[antlr-interest] C-style includes: problem with parser vs. lexer rules

Mon Aug 27 07:29:30 PDT 2007

On 8/27/07, Bjoern Doebel <doebel at tudos.org> wrote:
> Hi,
>
> I want to parse C-style #include statements and got a working version like
> this:
>
> fragment DIGIT  : '0'..'9';
> fragment CHAR : 'a'..'z' | 'A'..'Z';
>
> IMPORT : '#include' ;
> GT : '>' ;
> LT : '<' ;
> WORD : CHAR (CHAR|DIGIT|'_'|'-')*;
> WS     : (' '|'\t'|'\n'|'\r')+ { self.skip(); } ;
>
> filename : WORD ('/' WORD)* '.' WORD ;
>
> import_r : IMPORT LT filename GT ;
>
>
> This works, but now I'd like to transfer the filename rule into a lexer
> rule, so I get only one single token from it. Therefore, I change the last
> two rules:
>
> FNAME : WORD ('/' WORD)* '.' WORD ;
>
> import_r : IMPORT LT FNAME GT;
>
> But when I run it with e.g., "#include <foo/bar/baz.h>", I get an error:
> line 1:8 mismatched input 'foo/baz/bar.h' expecting FNAME
>
> What am I doing wrong and why does the lexer not recognize the filename as
> FNAME?
You probably don't want to move this into the lexer in this way as it
will cause issues.
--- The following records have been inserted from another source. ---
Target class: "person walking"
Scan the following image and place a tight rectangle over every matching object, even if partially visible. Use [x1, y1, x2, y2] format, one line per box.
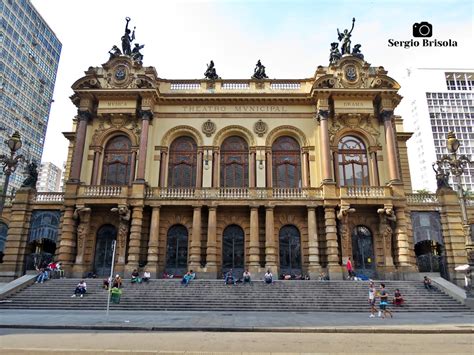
[368, 282, 377, 318]
[379, 283, 393, 319]
[346, 257, 354, 280]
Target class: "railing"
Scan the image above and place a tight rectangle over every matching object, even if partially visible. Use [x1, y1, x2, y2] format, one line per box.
[344, 186, 386, 198]
[159, 188, 195, 199]
[222, 82, 249, 90]
[83, 185, 123, 197]
[35, 192, 64, 202]
[217, 188, 250, 199]
[170, 82, 201, 90]
[465, 197, 474, 207]
[406, 193, 439, 204]
[273, 188, 308, 199]
[270, 82, 301, 90]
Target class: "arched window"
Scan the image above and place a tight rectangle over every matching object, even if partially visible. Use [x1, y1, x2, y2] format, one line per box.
[101, 135, 132, 185]
[168, 136, 197, 187]
[337, 136, 369, 186]
[220, 136, 249, 188]
[222, 224, 245, 274]
[272, 136, 301, 188]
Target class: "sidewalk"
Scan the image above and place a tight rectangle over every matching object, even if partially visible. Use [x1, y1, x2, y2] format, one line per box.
[0, 309, 473, 333]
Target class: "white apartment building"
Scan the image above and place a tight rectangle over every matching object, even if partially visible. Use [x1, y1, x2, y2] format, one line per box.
[36, 162, 62, 192]
[400, 69, 474, 193]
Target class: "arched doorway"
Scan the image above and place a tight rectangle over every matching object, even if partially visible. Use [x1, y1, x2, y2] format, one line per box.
[0, 222, 8, 263]
[166, 224, 188, 276]
[222, 224, 244, 276]
[25, 211, 61, 270]
[93, 224, 117, 276]
[279, 225, 302, 276]
[411, 212, 448, 279]
[351, 225, 375, 278]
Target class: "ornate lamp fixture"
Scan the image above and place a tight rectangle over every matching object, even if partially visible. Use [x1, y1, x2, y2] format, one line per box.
[0, 131, 24, 214]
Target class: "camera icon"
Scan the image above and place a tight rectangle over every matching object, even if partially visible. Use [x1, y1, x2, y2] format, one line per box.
[413, 22, 433, 37]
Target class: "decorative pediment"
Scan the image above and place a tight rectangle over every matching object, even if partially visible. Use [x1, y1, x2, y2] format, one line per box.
[90, 114, 140, 147]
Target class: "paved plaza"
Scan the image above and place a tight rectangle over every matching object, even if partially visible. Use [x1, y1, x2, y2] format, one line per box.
[0, 309, 472, 333]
For instance input like "a.b" in any code will be
recognised as a filename which likely isn't what you want.
You can either keep it in the parser or have the whole include
statement handled as a single token in the lexer, like:
IMPORT : '#include' WS* LT FILENAME GT ;
GT : '>' ;
LT : '<' ;
WORD : CHAR (CHAR|DIGIT|'_'|'-')*;
WS     : (' '|'\t'|'\n'|'\r')+ { self.skip(); } ;
fragment
FILENAME : WORD ('/' WORD)* '.' WORD ;

Also, note that I think your current grammar will cause issues as as
soon as ANTLR see's a '.' or '/' following a word it will assume it
must be a FILENAME. This is because ANTLR does not look past the end
of rules when predicting alternatives. So for instance "a/3" will
cause an error as upon seeing the '/' ANTLR will try and match a
filename which will fail. To solve this you need to combine the WORD
and FILENAME rules like:
WORD: WORD_PART ( ('/' WORD_PART)* '.' WORD_PART)?

fragment
WORD_PART:CHAR (CHAR|DIGIT|'_'|'-')*;

Tom.
>
> Regards,
> Bjoern
>